Kirkus Reviews QR Code
PERPETUA by Sarah Ruden

PERPETUA

The Woman, the Martyr

by Sarah Ruden

Pub Date: Sept. 2nd, 2025
ISBN: 9780300273717
Publisher: Yale Univ.

Close reading of a martyr’s tale.

Scholar and translator Ruden offers her observations—as well as her own translation—of a classic early Christian text, The Suffering of the Holy Perpetua and Felicitas. Perpetua and Felicitas, or Felicity, were young Christians, both mothers to infants, who were executed by Rome in a public spectacle for their refusal to recant their faith. Their story is recounted by Perpetua herself, in a short document that was soon after augmented by an editor/redactor. Ruden approaches the story of Perpetua with reverence, but primarily with the eye of a scholar. Her treatment is far from a hagiography or even a work of Christian history but instead serves as a close literary examination of this ancient text.
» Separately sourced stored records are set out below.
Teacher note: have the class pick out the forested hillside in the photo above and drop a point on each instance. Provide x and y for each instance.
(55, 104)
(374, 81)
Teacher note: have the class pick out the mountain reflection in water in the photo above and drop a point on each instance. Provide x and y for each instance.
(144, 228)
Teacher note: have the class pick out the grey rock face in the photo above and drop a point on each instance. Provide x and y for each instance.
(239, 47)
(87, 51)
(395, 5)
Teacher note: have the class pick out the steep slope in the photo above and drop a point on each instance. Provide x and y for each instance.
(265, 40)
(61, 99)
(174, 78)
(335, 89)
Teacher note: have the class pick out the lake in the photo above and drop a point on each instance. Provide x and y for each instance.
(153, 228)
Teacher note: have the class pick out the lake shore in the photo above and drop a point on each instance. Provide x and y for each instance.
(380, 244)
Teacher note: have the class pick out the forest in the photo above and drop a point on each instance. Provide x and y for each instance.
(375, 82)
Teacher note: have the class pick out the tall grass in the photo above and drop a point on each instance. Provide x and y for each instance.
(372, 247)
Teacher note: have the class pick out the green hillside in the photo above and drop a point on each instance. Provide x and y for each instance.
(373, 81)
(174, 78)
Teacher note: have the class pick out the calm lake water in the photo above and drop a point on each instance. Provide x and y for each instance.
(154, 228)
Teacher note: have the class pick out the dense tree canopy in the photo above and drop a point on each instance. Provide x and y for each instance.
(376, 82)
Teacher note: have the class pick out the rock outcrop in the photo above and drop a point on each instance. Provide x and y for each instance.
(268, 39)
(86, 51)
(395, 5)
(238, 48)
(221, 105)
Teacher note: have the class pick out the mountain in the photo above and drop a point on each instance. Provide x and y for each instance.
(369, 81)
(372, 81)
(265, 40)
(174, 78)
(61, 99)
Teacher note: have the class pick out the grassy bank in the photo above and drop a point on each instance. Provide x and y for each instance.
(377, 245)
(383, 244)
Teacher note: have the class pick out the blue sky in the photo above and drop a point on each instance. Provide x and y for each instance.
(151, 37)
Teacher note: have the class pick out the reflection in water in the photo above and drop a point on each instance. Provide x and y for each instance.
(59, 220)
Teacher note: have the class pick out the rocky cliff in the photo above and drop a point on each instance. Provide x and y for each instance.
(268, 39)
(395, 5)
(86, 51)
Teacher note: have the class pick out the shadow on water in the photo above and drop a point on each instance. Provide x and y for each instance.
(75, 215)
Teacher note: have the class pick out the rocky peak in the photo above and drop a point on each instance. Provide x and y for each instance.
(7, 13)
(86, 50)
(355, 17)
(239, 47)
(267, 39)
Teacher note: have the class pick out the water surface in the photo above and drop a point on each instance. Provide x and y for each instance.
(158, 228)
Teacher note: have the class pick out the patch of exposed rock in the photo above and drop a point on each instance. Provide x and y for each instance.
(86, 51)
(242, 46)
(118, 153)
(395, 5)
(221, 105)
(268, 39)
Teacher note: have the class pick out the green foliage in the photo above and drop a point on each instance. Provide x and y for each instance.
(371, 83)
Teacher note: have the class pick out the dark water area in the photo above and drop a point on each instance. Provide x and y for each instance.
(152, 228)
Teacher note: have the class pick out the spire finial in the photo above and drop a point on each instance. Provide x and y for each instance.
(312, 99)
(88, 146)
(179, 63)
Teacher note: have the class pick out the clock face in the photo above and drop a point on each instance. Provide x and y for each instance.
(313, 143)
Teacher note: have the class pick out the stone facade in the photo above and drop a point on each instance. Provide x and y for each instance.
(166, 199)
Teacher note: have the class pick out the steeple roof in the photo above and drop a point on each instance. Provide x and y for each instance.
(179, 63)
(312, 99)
Perpetua is seen as a truncated, overlooked, and even exploited female author, her own account, riveting and meaningful on its own, touched up, added to, and misused by others over time. “In forty years of studying ancient literature,” Ruden notes, “I have never seen an author so openly shoved to the side, shushed, and interrupted.” Ruden’s efforts seem aimed to clarify Perpetua’s role in the eyes of fellow academics. She exposes those forces in the church and in culture who have misrepresented and misused Perpetua (Augustine of Hippo is an example), while also diving headlong into a level of literary analysis that the lay reader may find unhelpful. A page and a half devoted to Perpetua’s use of the word ego (“I”), in reference to herself, is an example. Ruden notes in conclusion that “it is high time to move [Perpetua’s] story into the brighter light she powerfully deserves.” Ruden’s treatment does not, unfortunately, move Perpetua into that brighter light for the average reader.

A worthy addition to scholarship; a lackluster approach for the non-specialist reader.